Continuing its tradition of historically reviving works of merit, the Oakland Ballet introduced the comic “Three Virgins'” to its repertoire, complete with original costumes and sets, and with restoration works by costumer Ginger Shane and set designer David Guthrie. Gabriel Williams was an excellent devil, both dancing and acting, and the virgins – Yoira Equivel-Brito, Erin Yarbrough and guest artist Tiekka Schofield – assimilated the de Mille style beautifully.
Contreras’ “Opus 45” is a pas de deux danced by Williams and Schofield. This proved a great pairing of dancers and their performance was mesmerizing.
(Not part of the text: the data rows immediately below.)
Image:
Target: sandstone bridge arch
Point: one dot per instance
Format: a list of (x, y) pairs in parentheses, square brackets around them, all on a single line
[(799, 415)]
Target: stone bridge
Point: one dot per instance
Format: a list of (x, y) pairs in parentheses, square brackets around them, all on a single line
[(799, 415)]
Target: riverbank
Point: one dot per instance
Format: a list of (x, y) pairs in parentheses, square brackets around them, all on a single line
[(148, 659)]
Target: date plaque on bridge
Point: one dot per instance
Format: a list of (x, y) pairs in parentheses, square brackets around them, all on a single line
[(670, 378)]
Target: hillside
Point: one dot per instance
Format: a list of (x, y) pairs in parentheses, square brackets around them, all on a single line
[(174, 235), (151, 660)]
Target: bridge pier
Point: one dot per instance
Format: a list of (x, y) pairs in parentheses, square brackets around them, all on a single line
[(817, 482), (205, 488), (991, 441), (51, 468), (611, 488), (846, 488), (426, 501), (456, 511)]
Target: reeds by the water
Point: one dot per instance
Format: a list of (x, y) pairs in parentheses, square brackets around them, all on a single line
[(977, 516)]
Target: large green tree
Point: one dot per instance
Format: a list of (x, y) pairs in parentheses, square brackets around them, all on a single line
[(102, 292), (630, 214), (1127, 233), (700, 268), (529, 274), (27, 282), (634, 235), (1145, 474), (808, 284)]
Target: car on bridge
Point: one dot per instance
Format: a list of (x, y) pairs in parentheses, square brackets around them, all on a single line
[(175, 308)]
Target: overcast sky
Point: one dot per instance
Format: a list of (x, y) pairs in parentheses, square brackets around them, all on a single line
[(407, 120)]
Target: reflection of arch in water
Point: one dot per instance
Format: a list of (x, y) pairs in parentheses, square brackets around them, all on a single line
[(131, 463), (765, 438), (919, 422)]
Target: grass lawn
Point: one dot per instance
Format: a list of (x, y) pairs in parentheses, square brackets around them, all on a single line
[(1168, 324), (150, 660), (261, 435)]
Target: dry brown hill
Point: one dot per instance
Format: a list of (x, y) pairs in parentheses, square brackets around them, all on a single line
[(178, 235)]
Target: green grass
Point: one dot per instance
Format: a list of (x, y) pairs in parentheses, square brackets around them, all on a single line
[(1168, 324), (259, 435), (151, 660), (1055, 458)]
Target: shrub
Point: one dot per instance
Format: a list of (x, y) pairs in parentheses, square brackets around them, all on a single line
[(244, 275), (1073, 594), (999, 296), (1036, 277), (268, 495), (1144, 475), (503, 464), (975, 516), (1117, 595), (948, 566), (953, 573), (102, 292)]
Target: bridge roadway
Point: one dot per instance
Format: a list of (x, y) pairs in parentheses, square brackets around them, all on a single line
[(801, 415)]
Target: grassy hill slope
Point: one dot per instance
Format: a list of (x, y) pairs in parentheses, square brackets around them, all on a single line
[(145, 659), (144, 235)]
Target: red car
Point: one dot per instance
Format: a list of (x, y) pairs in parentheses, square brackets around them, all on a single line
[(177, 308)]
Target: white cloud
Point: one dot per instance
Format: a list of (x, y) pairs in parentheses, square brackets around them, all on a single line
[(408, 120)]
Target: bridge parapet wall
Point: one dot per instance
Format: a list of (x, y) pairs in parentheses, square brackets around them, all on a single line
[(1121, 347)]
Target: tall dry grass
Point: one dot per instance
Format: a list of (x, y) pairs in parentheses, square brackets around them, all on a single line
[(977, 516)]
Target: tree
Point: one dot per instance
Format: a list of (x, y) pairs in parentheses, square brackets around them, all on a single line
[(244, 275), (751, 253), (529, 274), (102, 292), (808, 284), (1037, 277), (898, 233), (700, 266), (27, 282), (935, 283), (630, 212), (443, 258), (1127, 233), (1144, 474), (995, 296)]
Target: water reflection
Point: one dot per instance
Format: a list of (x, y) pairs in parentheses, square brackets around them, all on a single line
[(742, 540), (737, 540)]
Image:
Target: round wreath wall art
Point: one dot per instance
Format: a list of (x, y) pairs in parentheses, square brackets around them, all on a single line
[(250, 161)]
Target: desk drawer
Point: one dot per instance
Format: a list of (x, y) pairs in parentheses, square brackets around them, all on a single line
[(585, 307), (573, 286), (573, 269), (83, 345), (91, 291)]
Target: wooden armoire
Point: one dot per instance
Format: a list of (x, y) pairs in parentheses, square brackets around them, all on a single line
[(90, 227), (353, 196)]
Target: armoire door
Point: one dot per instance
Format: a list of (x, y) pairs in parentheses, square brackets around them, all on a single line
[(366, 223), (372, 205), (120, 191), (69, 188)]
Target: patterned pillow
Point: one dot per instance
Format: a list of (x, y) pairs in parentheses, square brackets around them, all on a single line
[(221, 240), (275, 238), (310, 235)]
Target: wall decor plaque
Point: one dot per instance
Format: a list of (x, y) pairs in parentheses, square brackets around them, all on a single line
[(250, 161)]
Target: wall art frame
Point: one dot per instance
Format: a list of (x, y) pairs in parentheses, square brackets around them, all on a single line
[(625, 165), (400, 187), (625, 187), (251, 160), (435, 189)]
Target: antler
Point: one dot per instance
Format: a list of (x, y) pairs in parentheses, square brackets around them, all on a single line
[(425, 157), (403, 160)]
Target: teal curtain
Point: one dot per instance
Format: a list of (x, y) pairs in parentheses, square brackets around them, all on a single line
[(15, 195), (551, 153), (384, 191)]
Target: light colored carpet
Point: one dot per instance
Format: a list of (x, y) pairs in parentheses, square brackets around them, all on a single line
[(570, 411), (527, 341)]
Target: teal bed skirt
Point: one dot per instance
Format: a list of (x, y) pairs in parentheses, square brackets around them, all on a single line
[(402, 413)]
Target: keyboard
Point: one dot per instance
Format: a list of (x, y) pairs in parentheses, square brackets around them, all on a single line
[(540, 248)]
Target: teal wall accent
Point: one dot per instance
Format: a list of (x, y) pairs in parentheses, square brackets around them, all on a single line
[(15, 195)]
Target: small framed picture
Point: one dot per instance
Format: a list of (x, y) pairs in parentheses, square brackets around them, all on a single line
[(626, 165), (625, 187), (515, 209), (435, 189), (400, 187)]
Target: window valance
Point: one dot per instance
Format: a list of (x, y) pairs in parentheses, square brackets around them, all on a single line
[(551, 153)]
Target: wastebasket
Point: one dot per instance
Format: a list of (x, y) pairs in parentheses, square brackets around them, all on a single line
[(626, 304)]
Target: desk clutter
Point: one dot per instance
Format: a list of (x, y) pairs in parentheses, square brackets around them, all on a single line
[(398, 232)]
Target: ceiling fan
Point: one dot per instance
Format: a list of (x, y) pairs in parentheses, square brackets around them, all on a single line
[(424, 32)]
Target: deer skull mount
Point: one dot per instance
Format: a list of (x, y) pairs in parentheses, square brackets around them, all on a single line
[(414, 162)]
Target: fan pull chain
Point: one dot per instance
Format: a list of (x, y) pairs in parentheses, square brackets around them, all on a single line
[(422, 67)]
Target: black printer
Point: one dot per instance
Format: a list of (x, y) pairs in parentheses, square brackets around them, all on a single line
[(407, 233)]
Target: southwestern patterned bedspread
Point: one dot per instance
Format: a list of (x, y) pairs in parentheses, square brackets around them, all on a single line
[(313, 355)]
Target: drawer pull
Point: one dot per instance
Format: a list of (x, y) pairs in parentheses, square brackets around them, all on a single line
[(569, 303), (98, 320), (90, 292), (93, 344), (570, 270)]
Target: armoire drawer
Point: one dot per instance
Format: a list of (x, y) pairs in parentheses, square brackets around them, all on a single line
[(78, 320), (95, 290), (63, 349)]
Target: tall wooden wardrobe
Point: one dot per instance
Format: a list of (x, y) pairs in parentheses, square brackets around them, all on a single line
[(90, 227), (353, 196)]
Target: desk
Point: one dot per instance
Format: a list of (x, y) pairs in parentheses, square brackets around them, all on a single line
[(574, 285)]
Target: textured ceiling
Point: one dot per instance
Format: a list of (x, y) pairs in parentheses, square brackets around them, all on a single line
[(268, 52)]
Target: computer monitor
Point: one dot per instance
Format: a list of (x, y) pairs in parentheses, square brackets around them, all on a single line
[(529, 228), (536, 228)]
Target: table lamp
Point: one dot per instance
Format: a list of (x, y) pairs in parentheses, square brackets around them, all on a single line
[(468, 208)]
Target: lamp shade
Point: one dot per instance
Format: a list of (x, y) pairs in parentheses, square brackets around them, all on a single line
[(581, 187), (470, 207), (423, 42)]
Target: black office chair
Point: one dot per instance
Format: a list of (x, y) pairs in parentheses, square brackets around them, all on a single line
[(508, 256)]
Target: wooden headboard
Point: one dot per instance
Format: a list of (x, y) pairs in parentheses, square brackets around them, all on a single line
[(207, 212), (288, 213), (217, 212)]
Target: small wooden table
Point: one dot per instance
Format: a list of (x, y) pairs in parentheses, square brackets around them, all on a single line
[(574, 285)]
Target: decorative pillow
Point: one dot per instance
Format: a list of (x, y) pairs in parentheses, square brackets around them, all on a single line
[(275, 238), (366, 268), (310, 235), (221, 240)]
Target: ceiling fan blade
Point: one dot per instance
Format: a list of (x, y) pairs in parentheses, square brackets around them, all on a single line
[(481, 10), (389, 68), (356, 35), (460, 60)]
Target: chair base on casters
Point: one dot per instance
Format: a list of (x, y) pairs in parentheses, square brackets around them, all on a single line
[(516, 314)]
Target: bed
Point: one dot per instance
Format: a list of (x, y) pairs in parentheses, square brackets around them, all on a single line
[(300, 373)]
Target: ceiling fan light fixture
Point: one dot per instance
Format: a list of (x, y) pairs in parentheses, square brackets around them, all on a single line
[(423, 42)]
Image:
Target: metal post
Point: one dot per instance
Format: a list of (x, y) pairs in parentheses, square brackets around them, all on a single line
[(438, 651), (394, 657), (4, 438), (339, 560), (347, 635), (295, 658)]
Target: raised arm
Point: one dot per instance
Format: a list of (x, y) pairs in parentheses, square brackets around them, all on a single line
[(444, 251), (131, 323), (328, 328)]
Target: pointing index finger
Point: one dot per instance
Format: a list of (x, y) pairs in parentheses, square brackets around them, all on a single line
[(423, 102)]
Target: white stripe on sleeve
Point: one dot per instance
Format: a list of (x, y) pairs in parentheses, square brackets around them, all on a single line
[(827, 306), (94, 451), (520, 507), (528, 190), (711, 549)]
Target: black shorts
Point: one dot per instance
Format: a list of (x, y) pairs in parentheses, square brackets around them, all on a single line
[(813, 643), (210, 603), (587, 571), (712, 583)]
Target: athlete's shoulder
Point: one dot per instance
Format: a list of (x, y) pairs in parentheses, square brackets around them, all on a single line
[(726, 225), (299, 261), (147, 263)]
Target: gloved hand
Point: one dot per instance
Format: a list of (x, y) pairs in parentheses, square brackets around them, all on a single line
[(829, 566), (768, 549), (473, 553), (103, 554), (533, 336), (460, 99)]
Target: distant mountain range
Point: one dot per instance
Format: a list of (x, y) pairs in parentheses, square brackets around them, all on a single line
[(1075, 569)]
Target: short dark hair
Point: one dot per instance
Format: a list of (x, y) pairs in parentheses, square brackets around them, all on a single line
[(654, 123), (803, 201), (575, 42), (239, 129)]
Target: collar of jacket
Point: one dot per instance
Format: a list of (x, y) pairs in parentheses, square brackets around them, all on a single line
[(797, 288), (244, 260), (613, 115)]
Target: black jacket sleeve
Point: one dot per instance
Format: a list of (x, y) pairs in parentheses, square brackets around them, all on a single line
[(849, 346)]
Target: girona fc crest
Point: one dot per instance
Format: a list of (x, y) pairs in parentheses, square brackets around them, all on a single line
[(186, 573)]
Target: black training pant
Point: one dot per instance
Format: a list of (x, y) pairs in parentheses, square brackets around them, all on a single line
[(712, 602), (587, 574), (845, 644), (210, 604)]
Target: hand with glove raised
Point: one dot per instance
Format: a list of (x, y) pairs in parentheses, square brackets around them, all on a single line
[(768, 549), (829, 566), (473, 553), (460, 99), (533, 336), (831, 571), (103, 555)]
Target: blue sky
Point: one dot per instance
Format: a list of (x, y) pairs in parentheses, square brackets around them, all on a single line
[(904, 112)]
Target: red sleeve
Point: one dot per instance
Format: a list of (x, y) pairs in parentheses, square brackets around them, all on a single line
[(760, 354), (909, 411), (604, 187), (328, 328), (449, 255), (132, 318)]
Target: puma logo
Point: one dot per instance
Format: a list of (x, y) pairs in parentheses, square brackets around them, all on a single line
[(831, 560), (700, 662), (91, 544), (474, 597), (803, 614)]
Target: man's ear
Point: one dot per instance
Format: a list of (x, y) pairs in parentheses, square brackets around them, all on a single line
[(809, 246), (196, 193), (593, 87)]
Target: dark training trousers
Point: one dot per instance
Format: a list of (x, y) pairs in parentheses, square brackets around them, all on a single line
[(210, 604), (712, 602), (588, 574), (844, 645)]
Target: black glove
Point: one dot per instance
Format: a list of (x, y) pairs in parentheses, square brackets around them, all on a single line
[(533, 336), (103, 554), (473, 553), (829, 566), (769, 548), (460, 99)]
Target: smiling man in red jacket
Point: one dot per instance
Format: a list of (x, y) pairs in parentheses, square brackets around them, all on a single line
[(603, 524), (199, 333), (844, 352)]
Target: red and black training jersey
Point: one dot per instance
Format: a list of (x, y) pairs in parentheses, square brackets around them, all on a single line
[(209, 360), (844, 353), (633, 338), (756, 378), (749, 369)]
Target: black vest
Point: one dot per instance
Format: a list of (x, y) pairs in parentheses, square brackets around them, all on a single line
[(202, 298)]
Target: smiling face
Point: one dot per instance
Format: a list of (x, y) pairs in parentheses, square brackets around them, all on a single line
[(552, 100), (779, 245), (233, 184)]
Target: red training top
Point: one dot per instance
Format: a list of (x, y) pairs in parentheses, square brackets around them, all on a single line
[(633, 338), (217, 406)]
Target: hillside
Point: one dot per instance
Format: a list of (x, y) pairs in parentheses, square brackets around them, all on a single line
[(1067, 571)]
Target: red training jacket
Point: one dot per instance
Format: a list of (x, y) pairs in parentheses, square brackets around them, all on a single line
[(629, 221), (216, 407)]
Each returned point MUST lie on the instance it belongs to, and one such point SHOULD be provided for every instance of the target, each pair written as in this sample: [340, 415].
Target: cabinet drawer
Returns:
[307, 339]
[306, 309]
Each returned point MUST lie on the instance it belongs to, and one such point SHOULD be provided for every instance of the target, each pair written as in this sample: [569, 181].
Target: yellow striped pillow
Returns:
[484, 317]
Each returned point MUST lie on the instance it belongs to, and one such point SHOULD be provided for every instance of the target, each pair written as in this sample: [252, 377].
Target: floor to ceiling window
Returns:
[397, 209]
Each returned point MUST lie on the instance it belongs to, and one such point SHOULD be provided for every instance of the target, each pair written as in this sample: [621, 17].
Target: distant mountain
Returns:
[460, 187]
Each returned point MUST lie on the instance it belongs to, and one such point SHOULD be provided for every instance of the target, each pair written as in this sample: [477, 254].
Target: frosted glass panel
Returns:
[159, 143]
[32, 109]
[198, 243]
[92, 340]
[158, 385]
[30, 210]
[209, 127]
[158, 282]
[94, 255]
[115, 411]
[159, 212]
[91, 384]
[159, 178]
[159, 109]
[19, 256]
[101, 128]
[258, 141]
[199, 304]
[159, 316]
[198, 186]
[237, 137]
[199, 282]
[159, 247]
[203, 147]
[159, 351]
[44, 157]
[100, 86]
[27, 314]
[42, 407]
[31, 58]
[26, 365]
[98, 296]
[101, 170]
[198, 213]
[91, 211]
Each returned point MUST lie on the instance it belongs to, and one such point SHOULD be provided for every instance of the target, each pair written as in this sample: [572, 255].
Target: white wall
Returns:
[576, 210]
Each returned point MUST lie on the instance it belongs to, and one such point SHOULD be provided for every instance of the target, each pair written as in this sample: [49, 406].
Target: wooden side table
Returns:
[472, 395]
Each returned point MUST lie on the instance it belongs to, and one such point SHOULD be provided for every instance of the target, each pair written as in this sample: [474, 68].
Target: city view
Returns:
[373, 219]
The world premieres were not as engaging. The evening opened with “Dei Sogni Piacevoli (Of Pleasant Dreams).” The large work for 10 dancers is by Luc de Lairesse, Oakland's ballet master in chief. Dimly lit, it was difficult to tell exactly what the dancers were doing.
The final dance, Dwight Rhoden's “Glory Fugue,” is an athletic and abstract ballet set to a pastiche of soul and classical music played at ear-splitting volume which detracted from the performance.